2020 is almost over, and yet much of our industry still bases calculations of volume, budget threshold and reach on a simple impression basis.
Since 2019, Xaxis Belgium has not been selling campaigns on a CPM (cost-per-thousand impression) basis — except for one or two products living their final hours. Since it’s our heartfelt belief that selling impressions does not mean anything, our display campaigns are sold on a VCPM (viewable CPM) basis and our video campaigns on CPCV (cost per completed view), which provide ways to properly evaluate what impact has been delivered by a campaign.
However, it is still a day-to-day struggle to overcome the reliance on impressions. We are constantly fielding question and comments such as:
- “Could you adapt your reporting to be based on impressions?”
- “Everything should be sold on a classic CPM, it is easier!”
- “I don’t care if it is viewable or brand safe, I check only the number of impressions.”
But what is an impression without a viewability component? It’s merely an ad rendered in a user’s browser thanks to a bit of code. And “rendered” absolutely does not mean “visible.” Viewability is one of the basic fraud checks one should implement in a campaign. The practice of impression stacking is still used by fraudulent publishers and networks.
Premium Doesn’t Mean Viewable
Even from honest and reliable publishers, purchased impressions are not always “visible.” That’s the main reason the viewability rate is so important.
We still have private deals with Belgian publishers that are delivering impressions with a 35% viewability rate, as measured by the MRC standard. This means that among the bought impressions, 65% of them are not made available for at least one second with at least 50% of their display area available for viewing. This is on premium Belgian inventory bought through private deals with established premium publishers. We are not talking about open RTB auctions here.
Without a viewability metric, can we really calculate reach or volume delivered? What is the value of such impressions?
These are the quandaries we are trying to solve by selling impressions on a viewability basis, to give our clients the opportunity to buy only viewable impressions. That way, they will know how many “real” impressions they’ve obtained. They can get an even further assurance by buying according to the GroupM standard, which requires 100% of the ad be in view for at least a second.

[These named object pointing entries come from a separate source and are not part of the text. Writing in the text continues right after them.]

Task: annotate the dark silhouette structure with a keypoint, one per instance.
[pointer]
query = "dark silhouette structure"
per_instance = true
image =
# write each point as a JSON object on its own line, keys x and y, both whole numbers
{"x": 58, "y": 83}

Sometimes, using VCPM can deliver a startlingly high price. Have you ever tried to convince a client to buy display viewable impressions at a rate of 17€ VCPM — a rate that comes up when viewability is as low as in the example given above? You can try using the argument that this is the cost for Belgian premium impressions bought on quality inventory from premium partners. Confronted with such a large number, though, buyers’ reaction is often: “Wow, you’re damned expensive!” I’ve even had a few clients say, “But how come Facebook is so much cheaper?!” (That’s a different topic, but let’s for now say that Facebook impressions are not equivalent to those on a premium publisher.)

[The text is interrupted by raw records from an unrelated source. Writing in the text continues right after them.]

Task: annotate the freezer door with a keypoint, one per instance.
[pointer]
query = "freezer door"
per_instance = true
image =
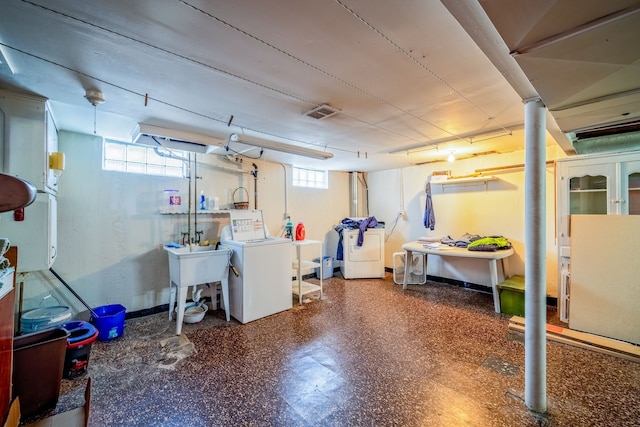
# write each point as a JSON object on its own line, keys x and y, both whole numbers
{"x": 34, "y": 233}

Buying viewable impressions or video-completed views at a VCPM or a CPCV rate gives a more accurate picture of what value a client has actually received. This will allow them to more precisely evaluate the inventory they are being sold.

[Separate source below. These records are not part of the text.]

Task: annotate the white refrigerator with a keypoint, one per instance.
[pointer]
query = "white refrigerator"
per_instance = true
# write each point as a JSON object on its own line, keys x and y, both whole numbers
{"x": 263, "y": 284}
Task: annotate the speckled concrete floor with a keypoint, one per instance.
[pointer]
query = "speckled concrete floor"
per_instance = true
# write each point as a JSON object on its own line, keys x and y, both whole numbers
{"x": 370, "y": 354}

Shouldn’t we shift entirely to these measures instead of relying on classic impressions? Wouldn’t we be better able to evaluate whether we’re reaching precisely the right level of GRPs, get a more precise idea of advertising impact, if a media buy is based on viewable impressions or complete video views?
On top of all the arguments above, we have a marvelous cookieless future ahead of us. This new situation might force us to rely even more on publishers’ reporting.
Will we be able to move further toward the goal of buying inventory based on real outcomes? Or do we step back and keep focusing on impressions?